By Kim Komando
Spill one cup of coffee, and fry your laptop. Drop your tablet while taking a photo, and it can plunge to its doom. Lose your grip on a smartphone, and your $1,000 device could slip through a drainage grate and disappear forever.
Most of us can’t afford to regularly replace our devices, which is why we have to take good care of them.
Based on calls to my show, email and questions posted on my site’s tech support forums, here are five mistakes that people routinely make.
1. Going the cheap route
In theory, you can buy a “Lightning” cable at your local corner store. But many fail to acknowledge that the specific charger and cable included in the box with any new device is designed especially for that product.
If you lose your charger or the USB cable gets frayed, do not buy the cheapest charger and cable you can find. The few dollars you save on a low-cost substitute will very likely negatively affect your device’s performance.
The dirty secret these one-size-fits-all charger and cable makers don’t want you to know is that often their products do not have the proper voltage needed to work with your specific device. Why does that matter? Your battery may end up not getting the juice it needs to charge fully.
2. Being an over-charger
The newest batteries for smartphones, tablets, and laptops are a vast improvement over past years, and most of them are made of high-quality lithium-ion or lithium-polymer. While it may seem counter-intuitive, over-charging your battery can damage it.
The rule of thumb is to keep your phone, tablet and laptop charged somewhere between 40% and 80%. Batteries containing a higher charge are more stressed.

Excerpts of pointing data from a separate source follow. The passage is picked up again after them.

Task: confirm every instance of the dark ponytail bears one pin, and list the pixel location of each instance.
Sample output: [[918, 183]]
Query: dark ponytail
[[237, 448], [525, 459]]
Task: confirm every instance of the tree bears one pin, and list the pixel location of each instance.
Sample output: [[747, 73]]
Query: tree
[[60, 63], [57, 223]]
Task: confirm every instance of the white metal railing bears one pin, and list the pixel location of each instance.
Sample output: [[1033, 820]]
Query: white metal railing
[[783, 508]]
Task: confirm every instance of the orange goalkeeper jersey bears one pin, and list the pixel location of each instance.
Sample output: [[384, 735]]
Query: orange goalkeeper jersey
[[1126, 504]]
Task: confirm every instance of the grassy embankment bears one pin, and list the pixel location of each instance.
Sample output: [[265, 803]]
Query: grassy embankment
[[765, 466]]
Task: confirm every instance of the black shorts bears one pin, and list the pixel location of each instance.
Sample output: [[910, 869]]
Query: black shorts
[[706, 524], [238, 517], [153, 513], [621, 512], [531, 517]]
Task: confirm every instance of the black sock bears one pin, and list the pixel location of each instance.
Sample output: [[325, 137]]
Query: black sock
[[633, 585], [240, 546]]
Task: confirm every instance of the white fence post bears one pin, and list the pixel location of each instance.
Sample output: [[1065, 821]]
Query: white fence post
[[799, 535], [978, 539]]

As for your laptop, those batteries have a finite number of charge-discharge cycles. If you frequently let your battery completely run out of juice, it affects the charge-discharge cycle and diminishes its intended lifespan.
3. Charging all the time
Do you plug your device into the wall socket and forget about it? Fortunately, when the new generation of batteries reaches maximum charge, they have mechanisms to prevent excess charging. That holds true for tablets, smartphones and laptops.

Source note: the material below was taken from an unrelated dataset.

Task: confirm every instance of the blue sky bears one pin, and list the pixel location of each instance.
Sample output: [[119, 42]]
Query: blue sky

While it’s not considered harmful to keep your smartphone or tablet plugged in all night, do try to turn them off when you can to give them a rest. A huge side benefit is that a device’s performance gets a huge boost from a power off, power on cycle.
Don’t keep your laptop plugged in all the time.
4. Not paying attention
The latest phones are fairly rugged: tough, water-resistant and less likely to shatter when dropped. But leaving your device in a hot car or out in the sun can cause serious damage. Not only can it cause the battery to leak or overheat, but it can also cause data to be lost or corrupted.

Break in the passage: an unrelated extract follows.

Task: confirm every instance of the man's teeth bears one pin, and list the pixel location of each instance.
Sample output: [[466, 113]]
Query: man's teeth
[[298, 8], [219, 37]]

Extreme cold temperatures also wreak havoc on your phone. Lithium-ion batteries can stop discharging electricity in extremely cold temperatures, leading to shortened battery life, display problems, and even cracking the display glass.
5. Being a Pig Pen
Whether you’re cleaning your laptop, iPad, smartphone or favorite mouse, here are a few useful cleaning items to have on hand. They’re flexible for tidying up just about anything: compressed air; isopropyl alcohol; distilled or purified bottled water; and soft cloths.